Tony Brackens -- DE, 1996-2003
Brackens is the Jaguars' all-time sacks leader by a wide margin with 55 (Joel Smeenge is No. 2 with 34), so why is he on this list? Because of his post-big contract performance. Brackens burst on the scene with 29.5 sacks in his first four seasons, leading the Jaguars to give him a six-year, $40 million deal. Brackens' $13 million signing bonus matched what Michael Strahan received from the New York Giants the previous year. Unfortunately for the Jaguars, Brackens didn't play like Strahan after signing the contract, enjoying a brief run of success before injuries set in and ended his NFL career.
David Garrard -- QB, 2002-12
By 2007, Jaguars fans were tired of Byron Leftwich and clamored for a new quarterback. The team granted the fans' wish, cutting Leftwich just days before the season and installing longtime backup Garrard as the starter.

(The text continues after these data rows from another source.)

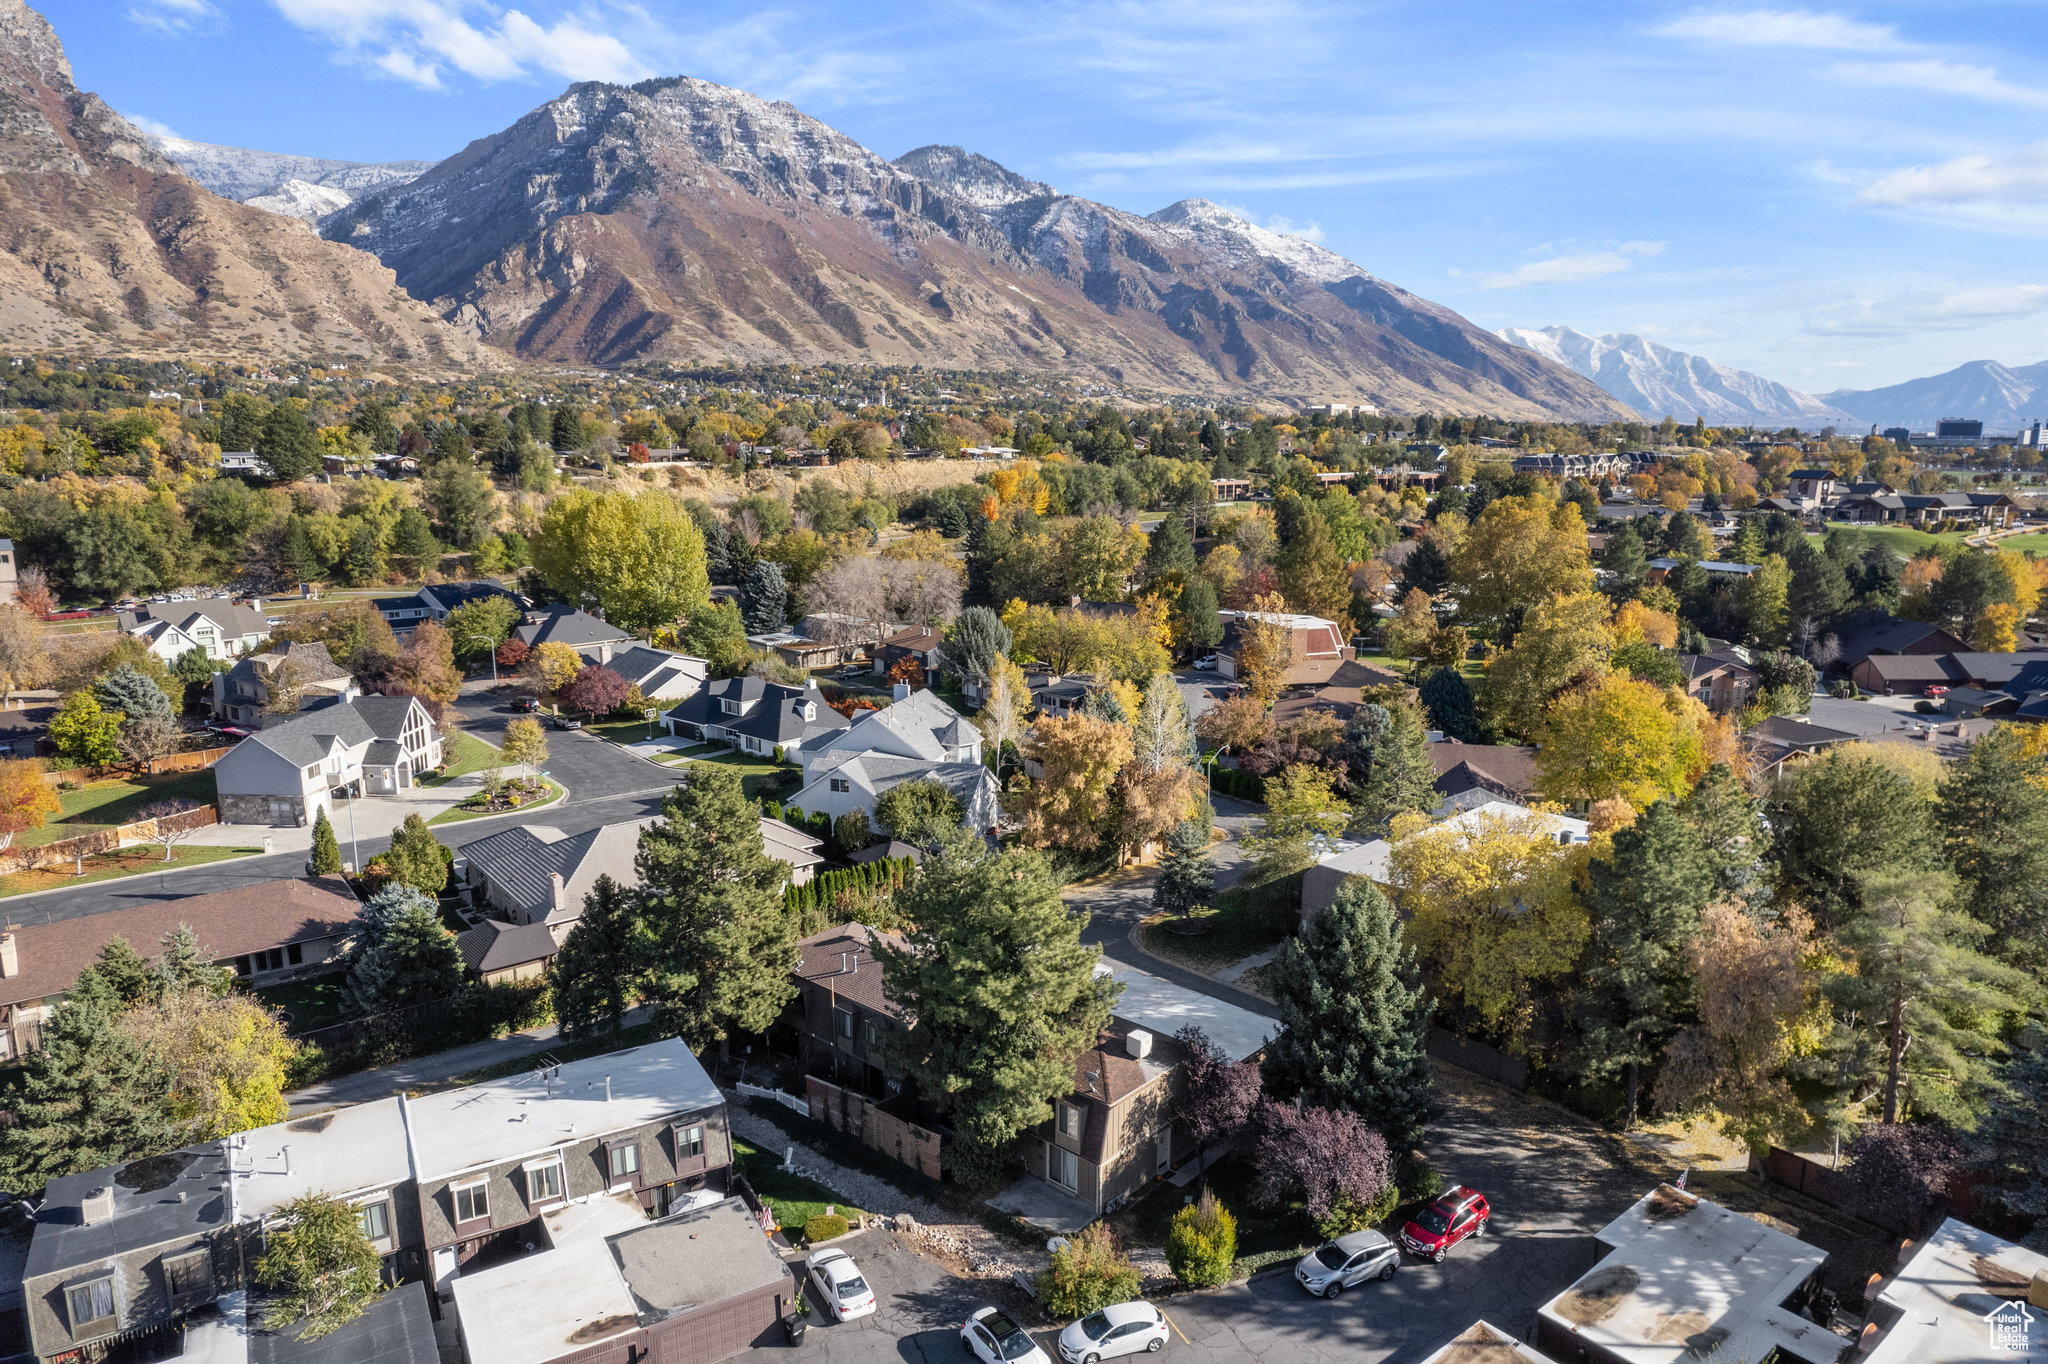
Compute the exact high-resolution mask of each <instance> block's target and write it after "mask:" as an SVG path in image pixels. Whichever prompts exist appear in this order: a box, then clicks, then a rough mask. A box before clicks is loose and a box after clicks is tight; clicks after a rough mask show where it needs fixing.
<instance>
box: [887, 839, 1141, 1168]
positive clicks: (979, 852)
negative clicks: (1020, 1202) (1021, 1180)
mask: <svg viewBox="0 0 2048 1364" xmlns="http://www.w3.org/2000/svg"><path fill="white" fill-rule="evenodd" d="M897 907H899V909H901V913H903V918H905V920H909V924H911V928H907V930H905V932H903V946H901V948H895V946H889V944H881V946H879V950H877V954H879V956H881V961H883V989H885V991H887V995H889V999H891V1004H895V1006H897V1008H901V1010H903V1012H905V1014H907V1016H909V1018H915V1020H918V1026H915V1028H911V1030H909V1032H907V1034H905V1038H903V1047H905V1049H907V1051H905V1061H909V1063H911V1065H913V1069H915V1073H918V1077H920V1085H922V1090H924V1094H926V1096H930V1098H934V1100H936V1102H940V1104H942V1106H946V1108H948V1110H950V1116H952V1128H954V1135H956V1141H954V1145H952V1151H950V1153H952V1163H954V1169H956V1171H958V1176H961V1180H963V1182H965V1184H969V1186H983V1184H993V1182H995V1180H997V1178H1001V1174H1004V1167H1006V1165H1008V1159H1010V1149H1012V1147H1014V1145H1016V1139H1018V1135H1022V1133H1024V1128H1028V1126H1032V1124H1036V1122H1044V1120H1047V1118H1051V1116H1053V1100H1055V1098H1057V1096H1061V1094H1067V1092H1069V1090H1071V1088H1073V1061H1075V1057H1079V1055H1081V1051H1083V1049H1087V1047H1092V1045H1094V1042H1096V1038H1098V1034H1100V1032H1102V1028H1104V1024H1108V1020H1110V1006H1112V1004H1114V1001H1116V995H1118V991H1120V989H1122V987H1120V985H1116V983H1114V981H1110V979H1108V977H1098V975H1096V958H1098V954H1100V952H1098V948H1096V946H1094V944H1087V942H1081V930H1083V928H1085V926H1087V913H1083V911H1077V909H1069V905H1067V903H1065V901H1063V899H1061V897H1059V877H1055V875H1053V868H1051V864H1049V862H1047V860H1044V856H1042V854H1038V852H1026V850H1014V852H995V850H991V848H989V846H987V842H985V840H981V838H979V836H975V834H969V832H956V834H952V836H950V838H948V840H946V842H944V844H940V848H938V850H936V852H934V854H930V856H928V858H926V860H924V866H922V868H920V870H918V875H915V877H913V879H911V881H909V885H905V887H903V889H901V891H897Z"/></svg>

The honeymoon lasted only one season, as Garrard posted a career-high 102.2 passer rating and steered the Jaguars to an 11-5 record and the AFC divisional-playoff round. But the real Garrard came out in the next three seasons, throwing untimely interceptions, holding on to the ball for too long and never sniffing the playoffs again. Garrard made the Pro Bowl after the 2009 season but only after numerous other quarterbacks pulled out of the game. It might be the most undeserved Pro Bowl nod in league history.
Kevin Hardy -- LB, 1996-01
The Jaguars took Hardy No. 2 overall in the relatively weak 1996 draft, but he didn't produced at the sustained high level required of that status. Hardy posted 10.5 sacks in 1999, making first-team All-Pro, but he had just 18 sacks in his other five Jaguars seasons. He bounced to the Dallas Cowboys and Cincinnati Bengals after a knee injury ended his Jaguars days, and while Hardy was a consistent contributor wherever he played, he wasn't No. 2 pick material.
Marcedes Lewis -- TE, 2006-present
The Jaguars took Lewis in the first round of the 2006 draft, expecting him to provide them with a tall, athletic target in the middle of the field. Lewis was slow to the take before busting out in 2010, when he had 58 catches for 700 yards and 10 touchdowns. That earned him Pro Bowl votes from his fans and peers, and a five-year, $35 million contract ($17 million guaranteed) from the Jaguars. So far, that doesn't appear to be money well-spent. Lewis has scored just four TDs in the two seasons after he signed his big deal, and although he nearly matched his career high with 52 receptions last season, his red-zone drops stood out more than his catches.
Rashean Mathis -- CB, 2003-12
Mathis' story is a nice one on the surface: Local kid becomes his hometown team's shutdown cornerback. But in reality, Mathis' shutdown corner days were short-lived. His first four seasons were promising, a stretch that culminated in an eight-interception season and a Pro Bowl berth. He injured his quad right before that Pro Bowl, and that seemed to open an injury door that Mathis couldn't close. Mathis suffered through groin, knee and finger ailments, but the Jaguars continued to give him the shutdown-corner treatment, even though division rivals such as Reggie Wayne and Andre Johnson routintely burned him. Mathis showed flashes of greatness, particularly in the 2007 AFC wild-card win over the Pittsburgh Steelers, but the Jaguars were wise to cut ties this offseason.